Years ago, someone asked me the question “Who are you?” in the form of a challenge. Today, I could say that I am a wife, daughter, step-mom, friend, writer. But my answer would be faced with: “That’s what you are. I want to know who you are.” For people to define who they are is amazingly difficult. Even my current answer–and the one I had then–would trigger the dreaded response, but it’s the best answer to define me.
I am and have always been a Christian, a child of the Living God. The first song I ever wrote was “I Love Jesus” back when I was five or six. My first research paper when I was young was about the making of the King James Bible. In college, I interpretted two literary pieces using Bible study techniques and stunned the professor–he’d never thought to do that before. I defended the Christian position about the separation of Church and State in French because our professor wanted us to have a more substantial use of the language than just “Bon soir, comment allez vous.” I later presented the same discourse in English for a philosophy class in front of a mass of liberals who thought I was insane (though some quietly approached later and admitted I had a point). In grad school, one of my final papers was for my criminal law class. I wrote about the Biblical penal code. Got an A on it, too.

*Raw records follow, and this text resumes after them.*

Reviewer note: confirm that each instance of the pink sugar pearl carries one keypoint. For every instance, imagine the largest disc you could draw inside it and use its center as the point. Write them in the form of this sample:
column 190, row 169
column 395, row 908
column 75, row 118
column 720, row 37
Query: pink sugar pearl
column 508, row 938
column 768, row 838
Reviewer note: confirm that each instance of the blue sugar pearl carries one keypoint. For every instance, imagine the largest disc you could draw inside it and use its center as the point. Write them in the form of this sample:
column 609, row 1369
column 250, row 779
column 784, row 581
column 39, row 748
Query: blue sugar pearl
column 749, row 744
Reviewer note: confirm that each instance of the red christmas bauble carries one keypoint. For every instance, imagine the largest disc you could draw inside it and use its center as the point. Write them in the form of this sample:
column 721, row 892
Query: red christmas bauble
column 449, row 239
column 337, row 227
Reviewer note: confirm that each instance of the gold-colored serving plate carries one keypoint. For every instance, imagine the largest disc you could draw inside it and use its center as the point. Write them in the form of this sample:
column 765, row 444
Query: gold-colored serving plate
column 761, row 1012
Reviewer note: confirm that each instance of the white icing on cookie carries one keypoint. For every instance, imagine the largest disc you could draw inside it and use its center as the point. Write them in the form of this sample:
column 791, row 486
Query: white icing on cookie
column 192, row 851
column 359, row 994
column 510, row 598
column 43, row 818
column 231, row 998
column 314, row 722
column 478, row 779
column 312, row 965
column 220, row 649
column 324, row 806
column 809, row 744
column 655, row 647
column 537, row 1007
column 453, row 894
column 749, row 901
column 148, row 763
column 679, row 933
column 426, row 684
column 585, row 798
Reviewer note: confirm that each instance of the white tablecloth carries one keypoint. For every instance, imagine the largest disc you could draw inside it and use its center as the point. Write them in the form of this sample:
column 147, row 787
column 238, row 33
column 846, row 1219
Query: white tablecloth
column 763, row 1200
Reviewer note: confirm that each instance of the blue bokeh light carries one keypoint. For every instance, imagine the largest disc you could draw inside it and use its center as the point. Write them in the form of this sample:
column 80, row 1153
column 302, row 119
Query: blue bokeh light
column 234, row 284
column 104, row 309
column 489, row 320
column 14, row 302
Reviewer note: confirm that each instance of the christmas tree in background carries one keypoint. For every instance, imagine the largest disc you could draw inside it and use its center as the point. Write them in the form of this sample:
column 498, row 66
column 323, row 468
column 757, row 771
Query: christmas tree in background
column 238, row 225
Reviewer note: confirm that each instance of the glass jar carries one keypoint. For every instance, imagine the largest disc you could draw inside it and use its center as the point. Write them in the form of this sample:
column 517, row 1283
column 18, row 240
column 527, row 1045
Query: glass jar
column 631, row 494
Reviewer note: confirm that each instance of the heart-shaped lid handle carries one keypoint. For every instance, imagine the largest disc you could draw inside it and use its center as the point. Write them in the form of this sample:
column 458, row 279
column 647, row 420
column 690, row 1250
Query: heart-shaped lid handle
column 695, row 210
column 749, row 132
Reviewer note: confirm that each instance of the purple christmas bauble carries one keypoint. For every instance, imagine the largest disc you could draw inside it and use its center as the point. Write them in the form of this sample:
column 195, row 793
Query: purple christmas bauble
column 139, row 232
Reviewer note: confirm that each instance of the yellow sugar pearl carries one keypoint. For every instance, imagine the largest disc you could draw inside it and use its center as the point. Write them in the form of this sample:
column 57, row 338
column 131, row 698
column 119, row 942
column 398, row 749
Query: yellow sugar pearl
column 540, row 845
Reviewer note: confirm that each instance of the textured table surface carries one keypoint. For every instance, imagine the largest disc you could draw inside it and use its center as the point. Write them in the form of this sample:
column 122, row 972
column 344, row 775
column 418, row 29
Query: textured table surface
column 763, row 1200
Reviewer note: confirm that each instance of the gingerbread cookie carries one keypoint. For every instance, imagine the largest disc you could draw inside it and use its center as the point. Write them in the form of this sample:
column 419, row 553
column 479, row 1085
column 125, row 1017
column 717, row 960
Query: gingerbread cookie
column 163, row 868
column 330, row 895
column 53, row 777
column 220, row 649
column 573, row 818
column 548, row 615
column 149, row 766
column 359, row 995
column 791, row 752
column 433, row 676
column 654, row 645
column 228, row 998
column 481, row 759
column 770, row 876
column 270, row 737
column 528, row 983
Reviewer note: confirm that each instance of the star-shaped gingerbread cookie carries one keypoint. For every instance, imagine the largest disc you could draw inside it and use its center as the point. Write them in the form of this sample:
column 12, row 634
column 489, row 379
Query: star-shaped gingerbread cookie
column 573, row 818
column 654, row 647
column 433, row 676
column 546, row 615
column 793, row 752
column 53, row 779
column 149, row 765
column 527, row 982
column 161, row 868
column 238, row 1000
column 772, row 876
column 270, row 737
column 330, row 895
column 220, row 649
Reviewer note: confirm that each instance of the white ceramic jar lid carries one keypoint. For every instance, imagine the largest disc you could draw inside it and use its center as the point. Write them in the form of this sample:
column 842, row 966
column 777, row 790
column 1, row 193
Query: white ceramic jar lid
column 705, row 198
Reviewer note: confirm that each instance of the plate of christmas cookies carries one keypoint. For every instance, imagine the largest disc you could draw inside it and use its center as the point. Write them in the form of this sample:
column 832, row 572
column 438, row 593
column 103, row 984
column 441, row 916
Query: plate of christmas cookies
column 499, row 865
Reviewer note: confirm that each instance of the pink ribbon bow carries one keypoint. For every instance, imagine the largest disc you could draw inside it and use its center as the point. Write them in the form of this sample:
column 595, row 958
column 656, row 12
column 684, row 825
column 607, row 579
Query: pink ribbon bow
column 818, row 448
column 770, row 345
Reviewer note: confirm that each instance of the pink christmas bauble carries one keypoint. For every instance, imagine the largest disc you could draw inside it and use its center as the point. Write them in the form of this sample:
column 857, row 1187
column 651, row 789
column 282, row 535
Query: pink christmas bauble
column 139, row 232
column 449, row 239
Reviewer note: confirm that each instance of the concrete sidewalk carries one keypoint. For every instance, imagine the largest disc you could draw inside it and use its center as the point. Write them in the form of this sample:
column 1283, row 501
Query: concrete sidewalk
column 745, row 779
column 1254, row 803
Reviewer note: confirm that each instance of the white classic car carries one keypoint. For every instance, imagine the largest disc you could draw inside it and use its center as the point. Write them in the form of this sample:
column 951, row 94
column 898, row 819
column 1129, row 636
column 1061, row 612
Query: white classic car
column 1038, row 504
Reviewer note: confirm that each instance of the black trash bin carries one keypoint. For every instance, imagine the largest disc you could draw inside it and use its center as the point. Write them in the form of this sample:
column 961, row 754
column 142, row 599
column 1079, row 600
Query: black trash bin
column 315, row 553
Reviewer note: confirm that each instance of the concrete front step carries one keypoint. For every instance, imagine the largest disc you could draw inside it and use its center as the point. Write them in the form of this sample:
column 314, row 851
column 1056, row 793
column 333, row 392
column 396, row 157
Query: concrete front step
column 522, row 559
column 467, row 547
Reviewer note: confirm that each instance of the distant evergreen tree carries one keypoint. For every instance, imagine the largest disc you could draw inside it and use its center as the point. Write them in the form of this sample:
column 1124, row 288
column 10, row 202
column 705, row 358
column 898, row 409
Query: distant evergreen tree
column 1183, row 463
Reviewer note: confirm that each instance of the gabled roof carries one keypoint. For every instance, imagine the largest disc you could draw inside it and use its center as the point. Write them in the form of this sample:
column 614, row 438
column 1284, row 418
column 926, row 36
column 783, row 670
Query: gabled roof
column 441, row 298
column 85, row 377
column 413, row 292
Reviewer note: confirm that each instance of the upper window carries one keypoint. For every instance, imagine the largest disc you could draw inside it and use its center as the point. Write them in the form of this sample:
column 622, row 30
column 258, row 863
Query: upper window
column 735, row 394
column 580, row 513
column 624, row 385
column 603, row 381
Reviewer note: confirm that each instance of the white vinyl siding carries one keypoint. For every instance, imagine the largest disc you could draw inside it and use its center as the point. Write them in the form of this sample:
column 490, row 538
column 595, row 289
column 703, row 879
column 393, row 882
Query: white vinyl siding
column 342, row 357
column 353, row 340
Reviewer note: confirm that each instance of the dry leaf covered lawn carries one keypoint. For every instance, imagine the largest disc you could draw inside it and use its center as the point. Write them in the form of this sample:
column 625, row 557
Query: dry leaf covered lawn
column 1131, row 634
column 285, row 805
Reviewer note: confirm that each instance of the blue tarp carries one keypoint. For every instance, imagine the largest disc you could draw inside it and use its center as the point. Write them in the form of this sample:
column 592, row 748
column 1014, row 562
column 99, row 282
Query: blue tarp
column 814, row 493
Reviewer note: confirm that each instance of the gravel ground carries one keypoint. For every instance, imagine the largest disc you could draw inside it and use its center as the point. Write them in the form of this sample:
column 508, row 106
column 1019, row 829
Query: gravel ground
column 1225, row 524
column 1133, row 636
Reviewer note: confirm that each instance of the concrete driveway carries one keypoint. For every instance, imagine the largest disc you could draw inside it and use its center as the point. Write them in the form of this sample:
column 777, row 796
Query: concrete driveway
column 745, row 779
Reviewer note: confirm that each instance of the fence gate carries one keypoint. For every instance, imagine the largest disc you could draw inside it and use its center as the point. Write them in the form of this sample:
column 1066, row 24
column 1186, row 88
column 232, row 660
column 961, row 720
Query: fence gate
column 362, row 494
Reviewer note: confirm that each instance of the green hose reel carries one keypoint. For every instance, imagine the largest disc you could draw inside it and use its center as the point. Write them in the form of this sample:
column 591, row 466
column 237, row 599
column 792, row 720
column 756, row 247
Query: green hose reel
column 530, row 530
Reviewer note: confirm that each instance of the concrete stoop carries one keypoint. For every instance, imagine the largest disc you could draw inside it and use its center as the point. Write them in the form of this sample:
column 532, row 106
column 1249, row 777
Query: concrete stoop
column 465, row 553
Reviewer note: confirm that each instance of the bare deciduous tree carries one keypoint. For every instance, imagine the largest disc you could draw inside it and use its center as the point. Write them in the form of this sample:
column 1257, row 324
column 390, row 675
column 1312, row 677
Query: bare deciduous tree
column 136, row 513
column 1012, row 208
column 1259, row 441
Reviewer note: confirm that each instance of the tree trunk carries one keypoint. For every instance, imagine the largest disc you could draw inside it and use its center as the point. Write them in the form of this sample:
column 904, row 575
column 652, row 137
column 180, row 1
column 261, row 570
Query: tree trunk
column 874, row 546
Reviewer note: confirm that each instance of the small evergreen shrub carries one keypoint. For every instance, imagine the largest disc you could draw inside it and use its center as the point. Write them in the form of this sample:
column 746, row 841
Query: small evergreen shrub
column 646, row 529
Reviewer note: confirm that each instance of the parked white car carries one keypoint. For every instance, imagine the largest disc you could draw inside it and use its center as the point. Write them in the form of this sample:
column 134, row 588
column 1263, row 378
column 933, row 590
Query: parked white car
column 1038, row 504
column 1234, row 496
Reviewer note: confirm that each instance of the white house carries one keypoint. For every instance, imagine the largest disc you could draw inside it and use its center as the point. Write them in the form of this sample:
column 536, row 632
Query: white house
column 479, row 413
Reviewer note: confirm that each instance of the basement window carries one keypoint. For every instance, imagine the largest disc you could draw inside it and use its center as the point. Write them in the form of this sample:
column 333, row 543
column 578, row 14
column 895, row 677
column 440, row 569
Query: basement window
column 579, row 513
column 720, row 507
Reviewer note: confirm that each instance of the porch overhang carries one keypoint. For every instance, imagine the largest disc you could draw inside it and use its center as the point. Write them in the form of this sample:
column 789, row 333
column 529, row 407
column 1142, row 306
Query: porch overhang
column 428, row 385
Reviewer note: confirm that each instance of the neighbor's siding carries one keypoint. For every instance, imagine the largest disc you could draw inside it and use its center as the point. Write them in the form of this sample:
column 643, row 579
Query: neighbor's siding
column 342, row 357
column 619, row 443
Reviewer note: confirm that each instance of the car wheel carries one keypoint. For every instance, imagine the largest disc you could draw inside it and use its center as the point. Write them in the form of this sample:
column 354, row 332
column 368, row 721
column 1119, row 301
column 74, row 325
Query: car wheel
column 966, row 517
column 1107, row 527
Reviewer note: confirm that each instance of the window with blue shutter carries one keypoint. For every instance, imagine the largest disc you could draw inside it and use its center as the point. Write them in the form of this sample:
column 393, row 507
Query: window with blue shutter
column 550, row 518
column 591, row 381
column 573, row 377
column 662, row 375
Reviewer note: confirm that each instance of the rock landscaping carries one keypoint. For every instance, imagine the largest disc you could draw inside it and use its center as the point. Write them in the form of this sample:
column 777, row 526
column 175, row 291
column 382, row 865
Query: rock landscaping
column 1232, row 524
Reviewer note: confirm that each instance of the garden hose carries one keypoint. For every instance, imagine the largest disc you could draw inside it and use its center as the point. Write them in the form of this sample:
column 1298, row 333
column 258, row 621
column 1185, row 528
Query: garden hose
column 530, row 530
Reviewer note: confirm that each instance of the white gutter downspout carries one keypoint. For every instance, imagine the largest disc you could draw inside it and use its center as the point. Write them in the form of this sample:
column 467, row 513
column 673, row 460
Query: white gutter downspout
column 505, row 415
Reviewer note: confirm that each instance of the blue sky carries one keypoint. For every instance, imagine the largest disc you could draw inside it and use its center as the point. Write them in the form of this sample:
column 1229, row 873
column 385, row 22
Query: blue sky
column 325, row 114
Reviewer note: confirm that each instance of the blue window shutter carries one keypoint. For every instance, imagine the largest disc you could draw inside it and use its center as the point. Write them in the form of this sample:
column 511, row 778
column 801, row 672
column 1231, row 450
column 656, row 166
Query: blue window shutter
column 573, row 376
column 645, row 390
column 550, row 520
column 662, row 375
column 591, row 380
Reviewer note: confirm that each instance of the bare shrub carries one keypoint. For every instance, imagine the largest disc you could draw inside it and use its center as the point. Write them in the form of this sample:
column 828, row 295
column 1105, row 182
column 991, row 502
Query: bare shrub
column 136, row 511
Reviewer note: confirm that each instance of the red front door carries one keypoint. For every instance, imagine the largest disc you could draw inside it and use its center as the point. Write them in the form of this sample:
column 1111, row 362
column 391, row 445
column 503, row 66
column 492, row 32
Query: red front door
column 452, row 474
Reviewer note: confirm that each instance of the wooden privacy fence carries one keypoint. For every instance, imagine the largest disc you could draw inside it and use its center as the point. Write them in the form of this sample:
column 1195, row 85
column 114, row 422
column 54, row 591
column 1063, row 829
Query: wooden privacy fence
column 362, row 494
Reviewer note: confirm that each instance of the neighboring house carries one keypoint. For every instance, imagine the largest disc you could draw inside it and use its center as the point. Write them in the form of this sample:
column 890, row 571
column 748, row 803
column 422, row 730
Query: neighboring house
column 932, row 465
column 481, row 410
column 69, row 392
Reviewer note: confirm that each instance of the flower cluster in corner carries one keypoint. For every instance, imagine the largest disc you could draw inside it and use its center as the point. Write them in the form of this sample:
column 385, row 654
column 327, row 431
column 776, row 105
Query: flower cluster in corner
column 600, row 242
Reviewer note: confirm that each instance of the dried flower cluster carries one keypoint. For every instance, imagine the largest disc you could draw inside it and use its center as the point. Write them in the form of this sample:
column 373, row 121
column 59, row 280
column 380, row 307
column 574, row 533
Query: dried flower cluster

Although I may not always act like a Christian, although there are periods of my life I now look back upon with shame, I have always been a Christian. Being a Christian gives me an identity, a purpose and a goal. It transcends “wife, daughter, step-mom, friend, writer” and gives me a value not of my own making; it gives me a sense of history and destiny. When I consider Whose I am–Who chose me to be His–it fills me with a giddy awe. The King and Creator considers me important. And, because of Him, I know who I am.
I am a Christian, a child of the Living God.